This Weak in Charlotte: So Much Stuff We Don't Even Know Where to Start, So Just Read It

Most Fridays, I turn the blog over to Jeremy Markovich for his recap of This Weak in Charlotte. Yes, we spell it that way on purpose. —R.T.


I was last at an Olive Garden in 2001, when I won a bet with an intern and forced her to take me there to enjoy soup and salad and unlimited bread sticks. It was a fantastic day.

I’ve been missing out since then. The Olive Garden has picked up some ironic cachet lately. It’s all thanks to a newspaper review from 85-year-old Marilyn Hagerty of North Dakota. Last week, she dryly called the Olive Garden the largest and most impressive restaurant operating in Grand Forks. She asked her waitress what to order. “She suggested chicken Alfredo, and I went with that,” she wrote. “Instead of the raspberry lemonade she suggested, I drank water.”

Hagerty’s review got more than 300,000 hits online. Since this is America, Hagerty up and appeared on the network morning shows and was flown to New York City, where she reviewed a hot dog from a street vendor. In the process, she also managed to give the Olive Garden a sort of hipster chic. As in: I ate there before it wasn’t cool.

This week, Charlotte Observer columnist Tommy Tomlinson bested me by not only announcing that he hadn’t been to an Olive Garden in 25 years, but then by ACTUALLY GOING THERE AND EATING. He then wondered aloud, is Charlotte the Olive Garden of cities? (For the record: I’d say we have a distinct Carrabba’s-like quality).

So allow me to wonder aloud: does Charlotte have a Marilyn Hagerty? Someone who looks at us without an ounce of snark? Who sees us as a lovely community with lovely people instead of SUV-driving Ballantyne-dwelling history-ignoring public-money-flaunting Starbucks-swilling bank-cheerleading bless-your-heart-saying Luddites? (NOTE: Oh no, we’re not talking about you, just those other people). Do we have someone like that?

I now present to you: John J. Hopkins of the Tonawanda (N.Y.) News. Earlier this week, he wrote a glowing review of our fair city, entitled “Charlotte Abounds in Family-Friendly Fun.” He described us as a place to go if you’re “seeking adventure, sports, thrills or just looking for something cool and a little different.”

Go on.

“You can visit racing immortals…”

Oh my dear God. Richard Petty is The Highlander.
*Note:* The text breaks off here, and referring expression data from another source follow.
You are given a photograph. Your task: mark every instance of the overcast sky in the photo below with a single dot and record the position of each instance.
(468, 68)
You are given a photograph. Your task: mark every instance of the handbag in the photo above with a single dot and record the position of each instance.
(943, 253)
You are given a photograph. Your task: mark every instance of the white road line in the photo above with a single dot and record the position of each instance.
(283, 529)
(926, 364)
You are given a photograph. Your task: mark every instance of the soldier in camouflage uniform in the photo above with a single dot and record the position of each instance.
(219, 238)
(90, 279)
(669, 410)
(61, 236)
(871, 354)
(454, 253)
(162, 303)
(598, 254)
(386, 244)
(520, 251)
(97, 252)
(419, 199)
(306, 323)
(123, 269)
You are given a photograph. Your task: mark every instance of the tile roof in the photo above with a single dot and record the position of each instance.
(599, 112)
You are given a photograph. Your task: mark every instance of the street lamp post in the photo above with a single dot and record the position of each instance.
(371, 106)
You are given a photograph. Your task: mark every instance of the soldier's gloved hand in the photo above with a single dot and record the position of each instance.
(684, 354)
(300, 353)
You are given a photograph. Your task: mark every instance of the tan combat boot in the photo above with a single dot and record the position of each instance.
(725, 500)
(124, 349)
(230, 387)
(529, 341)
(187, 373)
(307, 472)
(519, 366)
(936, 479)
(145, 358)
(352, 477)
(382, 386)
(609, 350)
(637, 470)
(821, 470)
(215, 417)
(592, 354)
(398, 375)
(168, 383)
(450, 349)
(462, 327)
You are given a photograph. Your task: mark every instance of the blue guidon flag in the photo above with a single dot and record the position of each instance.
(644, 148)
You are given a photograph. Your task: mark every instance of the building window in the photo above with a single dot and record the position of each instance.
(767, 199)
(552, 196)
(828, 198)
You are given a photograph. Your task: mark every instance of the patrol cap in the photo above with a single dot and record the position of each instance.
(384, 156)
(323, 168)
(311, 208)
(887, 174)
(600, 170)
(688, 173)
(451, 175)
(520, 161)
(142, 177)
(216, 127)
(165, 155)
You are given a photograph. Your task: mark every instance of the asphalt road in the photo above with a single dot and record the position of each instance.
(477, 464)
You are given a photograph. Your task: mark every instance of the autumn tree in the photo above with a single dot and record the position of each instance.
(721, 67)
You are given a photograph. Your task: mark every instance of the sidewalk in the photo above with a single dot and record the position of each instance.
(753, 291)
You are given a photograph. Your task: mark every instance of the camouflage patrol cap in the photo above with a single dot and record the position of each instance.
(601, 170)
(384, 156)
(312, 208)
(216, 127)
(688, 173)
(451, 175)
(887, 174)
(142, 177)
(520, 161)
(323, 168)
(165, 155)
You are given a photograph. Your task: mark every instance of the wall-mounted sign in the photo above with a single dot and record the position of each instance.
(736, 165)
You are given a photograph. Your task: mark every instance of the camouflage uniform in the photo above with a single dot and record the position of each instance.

“…have a conversation with a magpie…”

Language barrier.

“…take a ride with Flying Ace Snoopy…”

One time Snoopy, the Charlotte-Mecklenburg Police helicopter, circled over my condo.

“… or experience science.”

I think about entomology every time I step on a palmetto bug.

That’s one take from a guy in suburban Buffalo. I believe him. I’m not sure I believe this take from Gov. Bev Perdue. On Monday, she declared Charlotte to be just as exciting as, say, Times Square or the Vegas Strip.

Go on.

"Anybody in the country who hasn't visited Charlotte is making a mistake if they think New York is better,” said Perdue. Hold on there. New York is the city that never sleeps. A study released earlier this week shows Charlotte is, in fact, the city that sleeps quite well.

Charlotte doesn’t have have casinos. It doesn’t have pushy cabbies on every street. It has a whole lot of nice. Sure, we can mock nice (Garrison Keillor does it every week). But sometimes we take nice for granted.  We have to try and find something to complain about. Maybe, sometimes, we shouldn’t try so hard. I mean, the guy from Buffalo seems to like us. And the rest of his city is already here.

Also, Marilyn Hagerty needs to try Bojangles. The biscuits are a delight.

Panthers tight end Jeremy Shockey is now a free agent. Don’t make him angry on Twitter. You wouldn’t like him when he’s angry on Twitter

Inane Charlotte business news: Some guy in Korea bought, thinking a merger between Delta and US Airways is REALLY going to happen. Delta’s response to premature merger cybersquatting? “That’s cute.”

Waka Flocka Lame.

COYOTES ARE EVERYWHERE: To find them, there are now ten coyote cams set up around Mecklenburg County. So far, they keep seeing stuff like this.

Poor Davidson. They lost to Louisville. But at least they got in a few good rounds of Hangman before the game.

Also, at least one Wildcat knows how to pick a winner

Count the number of rifles in this pic of Jim Pendergraph's endorsement from a gun shop owner. I see 40.

This week weak in public official butt-tweets: Sen. Kay Hagan accidentally says something German.

This guy moved from Charlotte to Austin. He's homeless. His job now? Human 4G hotspot at South by Southwest.

Next time you’re uptown, watch out for the 14 people drinking beer and pedaling a vehicle that just has to be in the remake of Chitty Chitty Bang Bang.

In which we’re reminded that the lights on the Duke Energy Center are actually controlled by a boring-ass laptop.

This will be the greatest underpass you’ve ever seen. It’s like a highway glitterbomb.